Differential activity of transcribed enhancers in the prefrontal cortex of 537 cases with schizophrenia and controls

Affiliations

Differential activity of transcribed enhancers in the prefrontal cortex of 537 cases with schizophrenia and controls

Mads E Hauberg et al. Mol Psychiatry. 2019 Nov.

Abstract

Transcription at enhancers is a widespread phenomenon which produces so-called enhancer RNA (eRNA) and occurs in an activity-dependent manner.

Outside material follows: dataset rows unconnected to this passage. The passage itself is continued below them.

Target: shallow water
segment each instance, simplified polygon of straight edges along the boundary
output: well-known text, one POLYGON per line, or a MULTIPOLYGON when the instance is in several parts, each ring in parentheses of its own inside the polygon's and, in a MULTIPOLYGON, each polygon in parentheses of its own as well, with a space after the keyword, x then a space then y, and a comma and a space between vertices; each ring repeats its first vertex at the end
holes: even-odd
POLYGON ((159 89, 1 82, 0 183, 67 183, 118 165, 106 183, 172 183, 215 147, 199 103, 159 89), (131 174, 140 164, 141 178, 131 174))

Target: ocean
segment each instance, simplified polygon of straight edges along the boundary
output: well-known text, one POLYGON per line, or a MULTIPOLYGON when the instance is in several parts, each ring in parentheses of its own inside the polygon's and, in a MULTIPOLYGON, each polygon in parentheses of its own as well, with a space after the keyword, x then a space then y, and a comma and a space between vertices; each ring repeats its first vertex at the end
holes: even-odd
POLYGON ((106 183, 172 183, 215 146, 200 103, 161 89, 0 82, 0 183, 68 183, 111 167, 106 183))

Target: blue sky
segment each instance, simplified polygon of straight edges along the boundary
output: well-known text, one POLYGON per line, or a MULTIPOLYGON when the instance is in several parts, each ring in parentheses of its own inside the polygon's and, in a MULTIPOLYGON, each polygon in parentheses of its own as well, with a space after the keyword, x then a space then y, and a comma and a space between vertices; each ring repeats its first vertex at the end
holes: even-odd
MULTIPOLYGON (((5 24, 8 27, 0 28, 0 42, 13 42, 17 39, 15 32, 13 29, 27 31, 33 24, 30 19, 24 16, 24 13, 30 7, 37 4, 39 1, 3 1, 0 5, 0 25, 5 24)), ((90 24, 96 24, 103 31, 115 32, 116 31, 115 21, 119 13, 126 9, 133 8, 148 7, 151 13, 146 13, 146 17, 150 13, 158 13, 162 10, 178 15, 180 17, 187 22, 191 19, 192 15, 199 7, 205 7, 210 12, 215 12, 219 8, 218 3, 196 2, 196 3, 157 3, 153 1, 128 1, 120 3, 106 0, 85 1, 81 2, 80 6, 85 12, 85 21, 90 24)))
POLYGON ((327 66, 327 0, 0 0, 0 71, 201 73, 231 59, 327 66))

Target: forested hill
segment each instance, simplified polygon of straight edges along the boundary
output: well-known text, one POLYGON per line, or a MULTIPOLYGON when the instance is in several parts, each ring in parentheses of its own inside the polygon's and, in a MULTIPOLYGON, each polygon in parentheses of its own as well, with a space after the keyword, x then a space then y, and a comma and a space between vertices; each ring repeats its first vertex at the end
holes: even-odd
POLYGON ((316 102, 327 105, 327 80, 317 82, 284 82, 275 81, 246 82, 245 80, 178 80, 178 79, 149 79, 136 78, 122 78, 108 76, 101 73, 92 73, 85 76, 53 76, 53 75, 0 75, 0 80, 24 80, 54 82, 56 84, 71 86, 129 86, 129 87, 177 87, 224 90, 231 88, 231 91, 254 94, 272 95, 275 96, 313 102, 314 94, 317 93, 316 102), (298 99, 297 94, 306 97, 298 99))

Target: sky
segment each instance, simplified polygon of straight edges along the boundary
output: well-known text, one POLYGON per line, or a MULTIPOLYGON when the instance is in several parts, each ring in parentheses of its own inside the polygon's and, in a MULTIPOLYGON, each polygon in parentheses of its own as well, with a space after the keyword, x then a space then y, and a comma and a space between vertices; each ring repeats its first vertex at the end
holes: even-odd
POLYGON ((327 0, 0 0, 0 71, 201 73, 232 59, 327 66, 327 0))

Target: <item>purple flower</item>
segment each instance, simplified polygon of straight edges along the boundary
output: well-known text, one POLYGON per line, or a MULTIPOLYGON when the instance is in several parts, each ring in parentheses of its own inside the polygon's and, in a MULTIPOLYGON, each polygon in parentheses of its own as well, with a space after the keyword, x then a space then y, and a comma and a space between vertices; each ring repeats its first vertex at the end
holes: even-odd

However, the role of eRNA and its utility in exploring disease-associated changes in enhancer function, and the downstream coding transcripts that they regulate, is not well established. We used transcriptomic and epigenomic data to interrogate the relationship of eRNA transcription to disease status and how genetic variants alter enhancer transcriptional activity in the human brain. We combined RNA-seq data from 537 postmortem brain samples from the CommonMind Consortium with cap analysis of gene expression and enhancer identification, using the assay for transposase-accessible chromatin followed by sequencing (ATACseq). We find 118 differentially transcribed eRNAs in schizophrenia and identify schizophrenia-associated gene/eRNA co-expression modules. Perturbations of a key module are associated with the polygenic risk scores. Furthermore, we identify genetic variants affecting expression of 927 enhancers, which we refer to as enhancer expression quantitative loci or eeQTLs. Enhancer expression patterns are consistent across studies, including differentially expressed eRNAs and eeQTLs. Combining eeQTLs with a genome-wide association study of schizophrenia identifies a genetic variant that alters enhancer function and expression of its target gene, GOLPH3L. Our novel approach to analyzing enhancer transcription is adaptable to other large-scale, non-poly-A depleted, RNA-seq studies.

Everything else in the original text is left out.